Un labyrinthe : espace mental et collectif. Un jeu, des texte, une trame. Toute la question du fil d'Ariane. Ici, celui d'Elisabeth...
Non, je ne suis guère allée au delà d'une façade cernée par des foules grouillantes... J'ai été particulièrement bête ce jour là, d'aller traîner sur le quai Branly (prétendument par hasard) et d'avoir cru pouvoir jeter dans le Musée un regard fulgurant. Je n'allais tout de même pas camper là, écrasée dans une file de 30 000 km en plein après midi (comme quoi, j'ai bien choisi mon heure)...
Je pensais donner mon avis sur l'architecture et les expositions, mais il faut d'abord s'arrêter devant l'évènement par lui-même, puisque c'est un évènement.
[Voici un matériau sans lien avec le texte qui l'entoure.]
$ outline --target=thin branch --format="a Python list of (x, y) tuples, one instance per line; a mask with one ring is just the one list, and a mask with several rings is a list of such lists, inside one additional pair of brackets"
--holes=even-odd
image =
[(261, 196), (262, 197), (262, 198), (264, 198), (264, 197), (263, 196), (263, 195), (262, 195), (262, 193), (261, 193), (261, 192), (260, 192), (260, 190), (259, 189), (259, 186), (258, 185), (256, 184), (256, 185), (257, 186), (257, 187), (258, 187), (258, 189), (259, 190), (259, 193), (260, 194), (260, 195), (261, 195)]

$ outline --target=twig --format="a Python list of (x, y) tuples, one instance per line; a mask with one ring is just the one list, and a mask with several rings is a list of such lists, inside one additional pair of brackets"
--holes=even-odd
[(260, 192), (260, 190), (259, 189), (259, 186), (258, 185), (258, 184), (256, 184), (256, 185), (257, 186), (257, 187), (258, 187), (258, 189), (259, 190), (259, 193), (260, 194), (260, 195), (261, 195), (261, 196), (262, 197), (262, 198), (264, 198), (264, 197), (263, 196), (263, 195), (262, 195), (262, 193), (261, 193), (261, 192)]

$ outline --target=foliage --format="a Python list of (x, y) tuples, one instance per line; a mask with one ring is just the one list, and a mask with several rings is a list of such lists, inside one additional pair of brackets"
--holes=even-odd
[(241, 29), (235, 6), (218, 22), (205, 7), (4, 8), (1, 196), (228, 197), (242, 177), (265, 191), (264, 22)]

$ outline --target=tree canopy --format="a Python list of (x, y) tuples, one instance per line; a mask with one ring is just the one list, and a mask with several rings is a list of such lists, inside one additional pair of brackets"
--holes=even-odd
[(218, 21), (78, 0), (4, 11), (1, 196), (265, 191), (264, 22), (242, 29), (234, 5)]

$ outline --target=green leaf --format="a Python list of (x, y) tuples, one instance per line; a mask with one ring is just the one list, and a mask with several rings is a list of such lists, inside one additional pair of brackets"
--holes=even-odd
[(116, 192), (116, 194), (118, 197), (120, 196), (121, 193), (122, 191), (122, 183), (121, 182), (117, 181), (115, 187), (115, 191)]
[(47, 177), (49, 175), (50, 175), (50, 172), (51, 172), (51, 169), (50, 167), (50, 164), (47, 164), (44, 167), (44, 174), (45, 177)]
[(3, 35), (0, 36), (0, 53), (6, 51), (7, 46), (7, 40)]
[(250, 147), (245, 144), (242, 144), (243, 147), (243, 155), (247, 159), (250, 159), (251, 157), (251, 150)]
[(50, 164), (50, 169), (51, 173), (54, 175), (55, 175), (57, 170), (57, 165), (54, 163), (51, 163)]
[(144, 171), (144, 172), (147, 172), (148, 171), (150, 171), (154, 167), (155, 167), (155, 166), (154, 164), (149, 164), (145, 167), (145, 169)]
Lorsqu'on longe ce quai fourmillant de visiteurs suffocants et souvent équipés de mini-caméras, on se demande au juste qui regarde quoi, et qu'est-ce qui se passe. D'une part, la foule est filmée pour les journaux du soir ; d'autre part, la foule filme les filmeurs et commente les commentaires. Quant à moi, voici que je commente les commentaires des visiteurs sur les commentateurs professionnels venus couvrir l'évènement en masse, avec leurs gros camions de matos... Passons.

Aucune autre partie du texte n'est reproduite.